А я поступила в институт, где меня выставляли на все без исключения соревнования и олимпиады. Золотых и серебряных медалей я, честно скажу, ни разу не получила, но и чести нашего юрфака не посрамила. Гармонично развитая личность, прекрасное сочетание феноменальной памяти и отличной физической подготовки. Так что чем дольше я живу, тем больше благодарна отцу за воспитание, которое он мне дал, каким бы экзотичным оно ни казалось со стороны.
Это сейчас я постепенно начинаю понимать, вспоминая те годы, что отец проводил со мной все свободное время, которого у него было не так уж и много. Именно ему я обязана умением неплохо водить машину, быстро бегать и ходить на лыжах, ездить верхом, отлично плавать и… стрелять с обеих рук навскидку. Он же научил меня играть в шахматы, которые, по его глубочайшему убеждению, дисциплинировали мозг не хуже математики.

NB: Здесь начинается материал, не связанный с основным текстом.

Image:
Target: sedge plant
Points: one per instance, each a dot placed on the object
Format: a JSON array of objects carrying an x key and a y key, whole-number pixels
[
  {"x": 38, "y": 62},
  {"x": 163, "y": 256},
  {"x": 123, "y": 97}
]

– Прирожденный снайпер, – вздыхал отец, разглядывая мои мишени. – И угораздило же девкой родиться! Куда теперь с таким талантом?
Тогда еще не было моды на женщин-снайперов, да и «горячие точки» только-только начали появляться. «Военный» – это звучало гордо, о так называемой «дедовщине» никто слыхом не слыхивал (свидетельствую: в нашем гарнизоне ничего подобного никогда не происходило, равно как и издевательств офицеров над нижними чинами). Думаю, мой отец собственноручно расстрелял бы любого офицера, уличенного в нечистоплотности, воровстве или садизме. В крайнем случае, немедленно отдал бы под трибунал.